Let’s talk about RAG practice under the AI ​​agent framework MetaGPT

Written by
Jasper Cole
Updated on:June-25th-2025
Recommendation

Explore the MetaGPT framework developed by the domestic team to achieve efficient practice of RAG.

Core content:
1. Overview of the MetaGPT framework and its comparison with international intelligent agent frameworks
2. The convenience of RAG practice and MetaGPT integration llama_index
3. Detailed guide to vector model deployment and local LLM&RAG configuration

 
Yang Fangxian
Founder of 53A/Most Valuable Expert of Tencent Cloud (TVP)

Overview

MetaGPT [1] is an intelligent agent development framework that is fully functional and easy to develop. It was developed by a domestic team and can directly compete with a number of intelligent agent frameworks such as Microsoft's Autogen.

MetaGPT integrates llama_index and implements RAG. Combined with MetaGPT, you can quickly and easily access custom LLM, which makes the user experience very good. It is more convenient than customizing LLM in llama_index and using RAG.

RAG Use

Take the official sample project as an example and run a rag_pipeline program.

Install

I personally recommend installing from source:pip install -e .[rag]; It can easily and quickly modify source code for debugging; refer to: RAG module [2] .

Vector Model Deployment

Quickly install Ollama based on modelscope. The installation download from the ollama official website is very slow, but you can download and install it based on ModelScope, address: Ollama-Linux [3] . After downloading, pull the bge-m3 vector model and specify the environment variables to run:

# Pull
OLLAMA_HOST=0.0.0.0:6006 ollama pull bge-me:567m

# start up
CUDA_VISIBLE_DEVICES=2,3 OLLAMA_HOST=0.0.0.0:6006 ./ollama serve

In this way, the vector model is deployed.

MetaGPT local LLM&RAG configuration

I have not found any official or online information on how to configure local LLM&RAG. They are basically the default openai types. I researched it myself and found that the following configuration is sufficient:

# Full Example: https://github.com/geekan/MetaGPT/blob/main/config/config2.example.yaml
# Reflected Code: https://github.com/geekan/MetaGPT/blob/main/metagpt/config2.py
# Config Docs: https://docs.deepwisdom.ai/main/en/guide/get_started/configuration.html
llm:
  api_type: "open_llm" # or azure / ollama / groq etc.   
  model: "glm4" # or gpt-3.5-turbo   
  base_url: "http://127.0.0.1:7860/v1" # or forward url / other llm url   
  # max_token: 6000
  #api_key: "empty"

# RAG Embedding.
# For backward compatibility, if the embedding is not set and the llm's api_type is either openai or azure, the llm's config will be used. 
embedding:
  api_type: "ollama" # openai / azure / gemini / ollama etc. Check EmbeddingType for more options.  
  base_url: "http://127.0.0.1:6006" 
  #api_key: ""
  model: "bge-m3:567m" 
  dimensions: "1024" # output dimension of embedding model  

RAG Example Project

Next, run the official RAG example project: rag_pipeline.py, and comment out the es code:

async def main () :  
    """RAG pipeline.

    Note:
    1. If `use_llm_ranker` is True, then it will use LLM Reranker to get better result, but it is not always guaranteed that the output will be parseable for reranking,
       prefer `gpt-4-turbo`, otherwise might encounter `IndexError: list index out of range` or `ValueError: invalid literal for int() with base 10`.
    """


    # Solve the problem of ValueError: Calculated available context size -12792 was not non-negative.
    Settings._prompt_helper = PromptHelper(context_window= 6000 )
    e = RAGExample(use_llm_ranker= False )

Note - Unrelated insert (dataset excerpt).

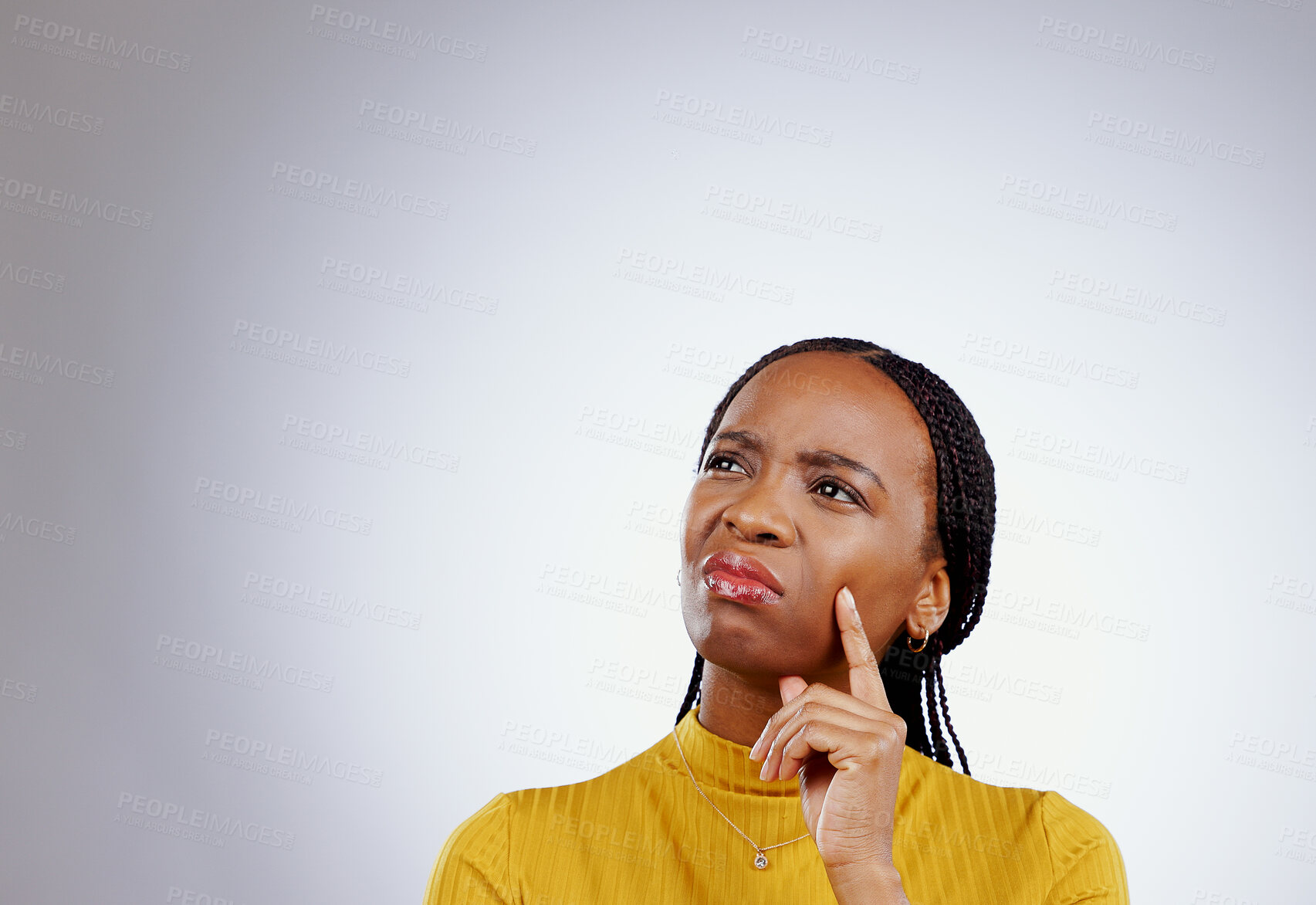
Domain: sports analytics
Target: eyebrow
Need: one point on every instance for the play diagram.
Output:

    await  e.run_pipeline()
    await  e.add_docs()
    await  e.add_objects()
    await  e.init_objects()
    await  e.init_and_query_chromadb()
    # Temporarily comment ES
    # await e.init_and_query_es()

The official documentation also mentions that there may beValueError: Calculated available context size -12792 was not non-negativeI also encountered the error, which is essentially thrown by the integrated llama_index. There are two ways, one of which is officially recommended.max_token, another one I used:Settings._prompt_helper = PromptHelper(context_window=6000).

The final run log is as follows:

summary

In fact, the whole process is not difficult. The main problem is that there is no reference for the configuration items. I don’t know whether it is really not configured based on local LLM&RAG, or whether it uses offline calls. Anyway, I prefer the remote API method.

The RAG module function of MetaGPT is implemented based on llama_index, which is actually directly integrated. Therefore, if there is a need to optimize RAG, the source code can be modified directly, which is why I recommend installing based on the source code. However, after looking at the source code of llama_index, I think it is still well written, especially now that the RAG process is arranged based on events.